Trump signed an executive order directing the government to build a national voter list and restrict who gets a mail-in ballot. Legal experts say he can't do any of it.

Background

Trump signed an executive order Tuesday directing DHS and the Social Security Administration to create verified citizen voter lists for every state. The USPS would only deliver mail-in ballots to voters on those lists, in tracked envelopes with unique barcodes. States that don't comply face losing federal funding. Legal experts say the order is "almost certain" to face court challenges.

1. This Protects the Vote (Trump, House Republicans, SAVE Act Supporters)

You can't have election integrity if you're mailing ballots to people who aren't verified citizens. This is common sense — and it's what voters elected Trump to do.

Trump has been warning Republicans for months: pass the SAVE Act or lose the midterms. The House approved the bill in February, but the Senate stalled. The executive order is Trump forcing the issue — if Congress won't act, the executive branch will build the infrastructure to verify who's eligible and ensure only those voters get ballots.

The mechanics are straightforward. DHS and SSA create verified citizen lists within 90 days. States get updated lists 60 days before elections. USPS delivers ballots only to verified voters, in tracked envelopes with unique barcodes. AG Pam Bondi is directed to prioritize prosecuting anyone who sends ballots to ineligible voters.

Supporters say this is what secure elections look like. The order doesn't ban mail-in voting — it ensures the people receiving ballots are verified citizens. Trump framed it as protecting legitimate voters from being diluted by fraud.

Mail-in voting fraud is 0.000043% of ballots cast. This isn't about fraud. It's about building a government list of who's allowed to vote — seven months before a midterm election.

The fraud this is supposed to prevent barely exists. A Brookings Institution report found mail voting fraud in 0.000043% of total ballots — about four cases per 10 million. The Brennan Center's analysis of the Heritage Foundation's own fraud database found only 10 cases of in-person voter impersonation and 41 cases of noncitizen voting across the entire dataset. Oregon has seen about a dozen fraud cases since switching to universal mail voting in 2000.

Some legal experts say the order is unconstitutional on its face. The Constitution gives states — not the president — authority to run their own elections. One election law expert predicted multiple federal courts would block it quickly. A previous Trump EO on elections was already blocked by judges who ruled the president lacked constitutional authority to set voting policy.

Democracy Docket called it "a massive and unconstitutional voter suppression effort." The real concern: DHS compiling a national list of who's "eligible" to vote gives the executive branch unprecedented control over ballot access. Threatening states with federal funding cuts if they don't comply is coercion, not election integrity.

The order can't survive court challenge — the Constitution is clear on this.

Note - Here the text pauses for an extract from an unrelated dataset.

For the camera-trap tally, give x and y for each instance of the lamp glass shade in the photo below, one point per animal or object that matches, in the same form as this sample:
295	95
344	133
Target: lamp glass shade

But Trump doesn't need it to survive. He needs the fight.

Every legal expert quoted on this predicts the same outcome: blocked. The previous voting EO was struck down. This one goes further. Federal judges have consistently held that election administration is a state function, and executive orders cannot override that. The 120-day rulemaking timeline means final rules wouldn't land until late July — leaving almost no time before November even if courts didn't intervene.

The political value is in the signing, not the implementation. Trump told Republicans they'll lose the midterms without cracking down on mail-in voting. The executive order lets him say he acted while blaming courts and Democrats when it gets blocked. The SAVE Act stalled in the Senate — this is Trump going around Congress, knowing the courts will probably stop him, but banking on the narrative.

The downstream risk is real regardless. Even if blocked, the order signals to state Republican legislatures that mail-in restrictions are a priority. States with Republican trifectas may voluntarily adopt similar verification requirements through legislation, which would face different — and potentially stronger — legal footing than an executive order.

Where This Lands

Trump wants to restrict mail-in voting before November. Legal experts say the Constitution doesn't let him. On the other hand, the political value of signing the order — and the signal it sends to Republican state legislatures — may matter more than whether courts uphold it. Where this lands depends on how quickly federal judges act, whether the SAVE Act ever passes the Senate, and whether states decide to build their own verification systems without waiting for Washington.